We need to ask ourselves: why is a three-story 5,000-square-foot house that rents for $24,000 a month completely legal, but a two-story quadplex that rents at the workforce area median income is not?

Takeaway

We need to recognize that our existing “single-family” neighborhoods are not purely single-family in use and that they are more diverse and more vibrant because of it. If this area conformed to its current land use and zoning, it would have an entirely different character. We need to relegalize traditional neighborhood patterns, which is to say, real neighborhoods: their zoning, their land use and their character. What we love most about the character of our in-town neighborhoods is the form and scale of buildings and uses that fit “under the tree line.” This means one- to three-story buildings with a certain form and a certain relationship to the street — regardless of their use. To support this type of development pattern, we need land use that allows for traditional neighborhood uses: single-family homes, duplexes, small apartments, and small commercial uses like schools, offices and neighborhood retail. Things people can walk to! In our minds, these are the things that give a neighborhood character. We encourage you to advocate for less “single-family” restrictions and more “neighborhood character.”
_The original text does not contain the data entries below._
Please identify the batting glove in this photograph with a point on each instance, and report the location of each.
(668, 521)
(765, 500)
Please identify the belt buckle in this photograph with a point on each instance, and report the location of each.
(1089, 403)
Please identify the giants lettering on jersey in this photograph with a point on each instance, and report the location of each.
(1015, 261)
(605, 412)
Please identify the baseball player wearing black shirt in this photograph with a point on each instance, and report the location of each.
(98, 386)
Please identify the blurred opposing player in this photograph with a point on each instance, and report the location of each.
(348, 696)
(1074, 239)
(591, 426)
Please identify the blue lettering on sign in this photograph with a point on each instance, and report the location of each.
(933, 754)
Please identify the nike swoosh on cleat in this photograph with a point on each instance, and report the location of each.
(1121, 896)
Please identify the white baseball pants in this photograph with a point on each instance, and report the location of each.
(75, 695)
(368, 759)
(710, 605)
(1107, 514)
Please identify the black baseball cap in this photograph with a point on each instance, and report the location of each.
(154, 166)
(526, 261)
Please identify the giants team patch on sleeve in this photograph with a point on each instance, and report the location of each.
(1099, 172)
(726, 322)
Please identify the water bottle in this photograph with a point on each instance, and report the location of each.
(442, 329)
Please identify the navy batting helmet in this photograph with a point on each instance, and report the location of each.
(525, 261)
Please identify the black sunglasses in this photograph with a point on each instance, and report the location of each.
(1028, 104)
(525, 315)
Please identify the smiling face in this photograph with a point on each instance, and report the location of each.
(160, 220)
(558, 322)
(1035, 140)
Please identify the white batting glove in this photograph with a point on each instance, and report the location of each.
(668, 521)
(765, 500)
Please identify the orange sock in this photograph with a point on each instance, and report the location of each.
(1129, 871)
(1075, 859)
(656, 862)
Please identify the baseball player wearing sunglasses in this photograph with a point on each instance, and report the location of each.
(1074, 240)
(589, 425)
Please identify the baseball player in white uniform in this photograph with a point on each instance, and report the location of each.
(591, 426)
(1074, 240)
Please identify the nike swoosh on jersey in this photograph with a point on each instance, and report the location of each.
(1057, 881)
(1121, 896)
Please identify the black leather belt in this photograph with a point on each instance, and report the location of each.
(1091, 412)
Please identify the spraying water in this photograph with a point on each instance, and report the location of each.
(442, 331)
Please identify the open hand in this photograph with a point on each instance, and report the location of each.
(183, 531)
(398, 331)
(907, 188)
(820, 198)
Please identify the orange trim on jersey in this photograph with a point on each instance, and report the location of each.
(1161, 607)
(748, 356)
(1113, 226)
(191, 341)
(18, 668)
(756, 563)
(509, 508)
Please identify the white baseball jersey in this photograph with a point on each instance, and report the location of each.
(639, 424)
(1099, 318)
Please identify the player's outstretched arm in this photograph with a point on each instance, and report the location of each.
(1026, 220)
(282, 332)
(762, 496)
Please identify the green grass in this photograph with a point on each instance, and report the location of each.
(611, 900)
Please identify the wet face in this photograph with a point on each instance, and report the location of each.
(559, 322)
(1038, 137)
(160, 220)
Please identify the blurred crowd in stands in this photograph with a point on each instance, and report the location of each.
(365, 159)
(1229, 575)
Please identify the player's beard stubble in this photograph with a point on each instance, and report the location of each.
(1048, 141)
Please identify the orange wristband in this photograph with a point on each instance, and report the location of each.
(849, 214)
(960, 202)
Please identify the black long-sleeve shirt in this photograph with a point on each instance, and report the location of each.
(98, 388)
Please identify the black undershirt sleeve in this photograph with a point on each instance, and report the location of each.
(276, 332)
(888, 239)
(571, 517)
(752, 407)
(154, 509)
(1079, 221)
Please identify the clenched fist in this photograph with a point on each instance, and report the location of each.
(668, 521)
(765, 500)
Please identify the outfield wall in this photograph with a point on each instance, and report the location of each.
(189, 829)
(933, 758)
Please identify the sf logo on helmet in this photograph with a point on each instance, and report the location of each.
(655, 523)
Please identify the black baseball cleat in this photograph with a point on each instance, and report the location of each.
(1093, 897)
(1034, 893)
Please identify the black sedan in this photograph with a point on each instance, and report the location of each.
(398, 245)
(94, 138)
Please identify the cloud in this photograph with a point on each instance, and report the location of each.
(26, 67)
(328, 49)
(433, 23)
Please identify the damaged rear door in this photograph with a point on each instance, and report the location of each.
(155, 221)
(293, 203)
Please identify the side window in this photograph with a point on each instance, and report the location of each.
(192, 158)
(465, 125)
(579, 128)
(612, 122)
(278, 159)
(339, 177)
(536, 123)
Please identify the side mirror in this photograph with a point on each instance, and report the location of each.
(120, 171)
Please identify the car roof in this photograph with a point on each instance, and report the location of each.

Elizabeth Ward Williams is an architect and city planner with master’s degrees from Georgia Tech in both fields. She leads Kronberg Urbanists + Architects’ urban design and thought leadership efforts. With a talent for graphic communication and big-picture thinking, Elizabeth enjoys developing links between design, research, policy and education. Dedicated to creating an Atlanta she is proud to live in, Elizabeth serves on the City of Atlanta Tree Conservation Commission and her neighborhood planning committee. When not dreaming of ways to create better built environments, Elizabeth is likely exploring Georgia’s small towns, camping somewhere remote or kayaking in the Lowcountry.